Tuesday, 7 May 2013

A Short History of Underwear Part 5: Women’s Corsetry #1 – 2000BC – 1790


A Short History of Underwear Part 5:  Women’s Corsetry #1 – 2000BC – 1790
Say the word “corset” and all kinds of images spring to mind: from sexy or fetishist lingerie to nightmare-inducing days of old where women were tight-laced within an inch of their lives (literally!) to fit with the dictates of the fashions of the time and even as a symbol of society’s morality.
There is, however, much more to the story. Not even originally used primarily to narrow the waist, its primary function in earlier times was to change or enhance the body’s shape, particularly support and position the breasts.
The word “corset” comes from 12th Century France, and meant a “laced bodice”.  A corset was commonly referred to as “stays” from about 1600 to the 1900s.
The earliest images of the corset date from Crete in 2000BC. At that time it was worn as a snug but not tight outer-garment to support the mid-section.
The corset became very popular in Italy in the early 1500s and was brought to the French Court by Catherine de Medici.
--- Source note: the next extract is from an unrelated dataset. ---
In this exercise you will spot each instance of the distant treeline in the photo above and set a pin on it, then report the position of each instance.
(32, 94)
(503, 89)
It consisted at that time of a tight, elongated under-bodice, and was worn with a farthingale: a device worn under skirts to hold them in a stiff cone shape. The corset had shoulder straps and was of an inverted cone shape to oppose the conical shape of the skirts. Made of an iron frame covered in velvet, its purpose was to flatten the bodice (including the breasts) to push the breasts up and enhance the bust where they were pushed out from the top of the bodice. Narrowing of the waist was of little to no concern.


By the mid-1500s the corset had made its way into fashion throughout the rest of Europe and Britain and was more comfortably made of whalebone and wood.
During the reign of Elizabeth I, corsets were made of a  very stiff whalebone. A “busk” was worn, constructed of a mixture of whalebone, wood, ivory, horn or metal to stiffen the front of the bodice, and was removable from the “stays”, which were made of multiple layers of linen.  While some women found it fashionable to cinch the waist (the queen did so), the emphasis was still on the contrast of the flatness of the bodice and the curving top of the breasts. Others did not wear corsets at all – Mary Queen of Scots is said to have not worn a corset.




During the French Revolution, corsetry spent a time being out of fashion.
In the early 1700s, an inverted conical shape was given to the bodice to contrast with the fullness of the skirts worn below. The corset’s purpose was to raise the breasts, tighten the midriff, support the back and improve posture, while only slightly narrowing the waist. Informally, quilted linen “jumps” were worn to give slight support. Only partially boned, they were less restrictive and more comfortable.